George Galloway is "attacking [Oona] King for her "soft" views on cannabis and calling for a "much tougher" war [on drugs]". (Mr Hari)
This inherently makes him a wanker; it also makes anyone non-authoritarian who would support him a wanker. As well as criminalising non-harmful citizens, drug prohibition is the main driver behind violent property crime (robbery and burglary). Meanwhile, anyone who wants harmful drugs can easily get them, so even bullshit ‘protecting people from themselves’ justifications don’t apply.

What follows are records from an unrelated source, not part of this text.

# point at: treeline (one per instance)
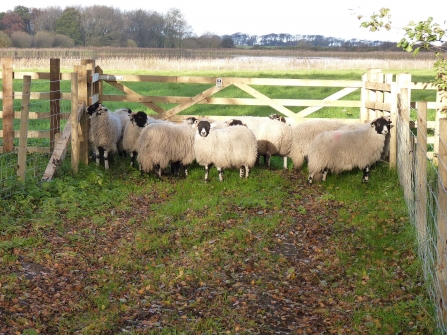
(105, 26)
(98, 26)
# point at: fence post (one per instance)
(74, 124)
(55, 95)
(8, 105)
(24, 116)
(441, 105)
(442, 221)
(421, 175)
(84, 122)
(402, 105)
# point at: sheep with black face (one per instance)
(225, 148)
(346, 149)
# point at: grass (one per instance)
(126, 253)
(113, 252)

The two sane solutions to society’s drug problems are decriminalisation or effective enforcement of prohibition – the latter of which would require brutal totalitarianism. I’m not going to make a stab at guessing whether Mr Galloway is a brutal totalitarian, or merely insane.
King of the tosspots as you say. I don’t think Galloway has any real interest in drugs; he’s just playing to the conservative religious voters in Bethnal Green because I certainly don’t remember him having much to say during the heroin explosion in Glasgow in the 1980s (I’ve had the misfortune to have Galloway as my MP for most of my adult life) You’ll have read his remarks to Johann Hari when he asked him about Aziz – what a dick (Galloway, that is).
Sounds like he’s channeling Tom Watson.
I’m trying to remember what the SWP’s line on drugs has been over the years and I have a vague recollection that they’ve often been quite authoritarian on the whole thing too but on the grounds that they stop the workers from understanding their true place at the foot of capitalist oppression, or somesuch.
It’s looking virtually certain that I’ll be voting for the Legalise Cannabis Alliance on May 5th, as it’s the only one left after I’ve eliminated the other contenders on the grounds of being generally loathsome on one level or another.
Which suits me fine – it’s not as if anyone other than the Tories is going to win anyway, so I might as well enjoy myself.